Anche dopo chirurgia o chemioterapia possono restare minuscole quantità di cellule tumorali invisibili agli esami tradizionali.

La biopsia liquida potrebbe intercettarle molto precocemente. Questo permetterebbe di intervenire prima della comparsa delle metastasi clinicamente evidenti.

Quali sono i limiti attuali?

Nonostante i grandi progressi, esistono ancora limiti importanti.
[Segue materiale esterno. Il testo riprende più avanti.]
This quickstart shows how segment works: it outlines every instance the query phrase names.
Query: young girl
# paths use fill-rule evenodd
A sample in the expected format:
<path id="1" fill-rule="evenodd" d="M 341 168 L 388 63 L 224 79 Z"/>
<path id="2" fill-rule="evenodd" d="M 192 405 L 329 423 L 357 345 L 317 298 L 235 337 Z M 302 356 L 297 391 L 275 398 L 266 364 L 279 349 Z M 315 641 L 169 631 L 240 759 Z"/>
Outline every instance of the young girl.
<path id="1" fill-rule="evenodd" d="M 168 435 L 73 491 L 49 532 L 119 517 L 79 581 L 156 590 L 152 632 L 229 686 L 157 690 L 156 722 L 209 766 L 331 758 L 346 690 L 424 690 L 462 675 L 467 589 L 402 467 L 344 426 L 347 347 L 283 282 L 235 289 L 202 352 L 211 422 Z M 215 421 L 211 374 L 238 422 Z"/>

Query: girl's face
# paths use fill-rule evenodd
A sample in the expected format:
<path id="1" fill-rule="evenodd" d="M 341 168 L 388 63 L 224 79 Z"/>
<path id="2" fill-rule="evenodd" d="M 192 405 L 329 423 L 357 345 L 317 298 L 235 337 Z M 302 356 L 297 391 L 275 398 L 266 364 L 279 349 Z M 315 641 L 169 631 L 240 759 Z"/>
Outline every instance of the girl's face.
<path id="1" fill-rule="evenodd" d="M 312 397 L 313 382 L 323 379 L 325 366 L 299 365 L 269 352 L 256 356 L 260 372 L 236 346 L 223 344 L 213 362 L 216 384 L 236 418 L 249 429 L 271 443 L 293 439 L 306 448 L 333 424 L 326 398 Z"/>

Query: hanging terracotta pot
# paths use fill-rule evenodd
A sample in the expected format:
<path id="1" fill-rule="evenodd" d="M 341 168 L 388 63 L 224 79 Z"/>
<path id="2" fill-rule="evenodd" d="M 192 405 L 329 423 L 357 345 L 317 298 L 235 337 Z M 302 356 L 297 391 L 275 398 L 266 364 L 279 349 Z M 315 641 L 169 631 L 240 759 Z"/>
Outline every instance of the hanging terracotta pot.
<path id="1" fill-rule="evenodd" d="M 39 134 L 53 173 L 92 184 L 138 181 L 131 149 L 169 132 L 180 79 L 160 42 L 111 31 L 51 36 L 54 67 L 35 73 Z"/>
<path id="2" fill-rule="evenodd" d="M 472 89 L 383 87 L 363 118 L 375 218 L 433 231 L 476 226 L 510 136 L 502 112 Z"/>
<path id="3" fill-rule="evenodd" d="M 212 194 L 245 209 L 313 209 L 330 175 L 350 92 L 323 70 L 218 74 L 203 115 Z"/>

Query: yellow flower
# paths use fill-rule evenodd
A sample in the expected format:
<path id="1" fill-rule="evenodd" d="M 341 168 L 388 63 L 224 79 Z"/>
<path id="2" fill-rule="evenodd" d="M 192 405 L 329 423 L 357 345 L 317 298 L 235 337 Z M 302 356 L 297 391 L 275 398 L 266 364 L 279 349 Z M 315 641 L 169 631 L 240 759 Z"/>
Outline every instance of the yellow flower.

La sensibilità del test può variare molto a seconda del tipo di tumore e dello stadio della malattia.

Inoltre non tutte le alterazioni molecolari sono facilmente identificabili nel sangue e anche l’interpretazione clinica dei risultati resta complessa.

FAQ: le domande più cercate

La biopsia liquida sostituisce quella tradizionale?

Non completamente. In molti casi le due tecniche sono complementari.

Serve sempre un prelievo di sangue?

Principalmente sì, anche se possono essere analizzati altri fluidi biologici.

È dolorosa?

No. È molto meno invasiva rispetto a una biopsia chirurgica.

Può diagnosticare tutti i tumori?

Non ancora. Le applicazioni variano a seconda della neoplasia.

È già disponibile in tutti gli ospedali?

No. Persistono differenze territoriali importanti.

La nuova oncologia sarà sempre più “liquida”

La biopsia liquida sta ridefinendo il rapporto tra diagnostica e terapia.

Non si tratta soltanto di una nuova tecnologia. È un cambiamento culturale nell’approccio al cancro.

L’oncologia moderna si sta spostando verso monitoraggi continui, terapie dinamiche e decisioni sempre più personalizzate.

Perché questa rivoluzione produca benefici reali serviranno però formazione, organizzazione e accesso equo all’innovazione.

La sfida non riguarda soltanto la ricerca scientifica. Riguarda anche la capacità dei sistemi sanitari di trasformare rapidamente le scoperte in cure concrete per tutti i pazienti.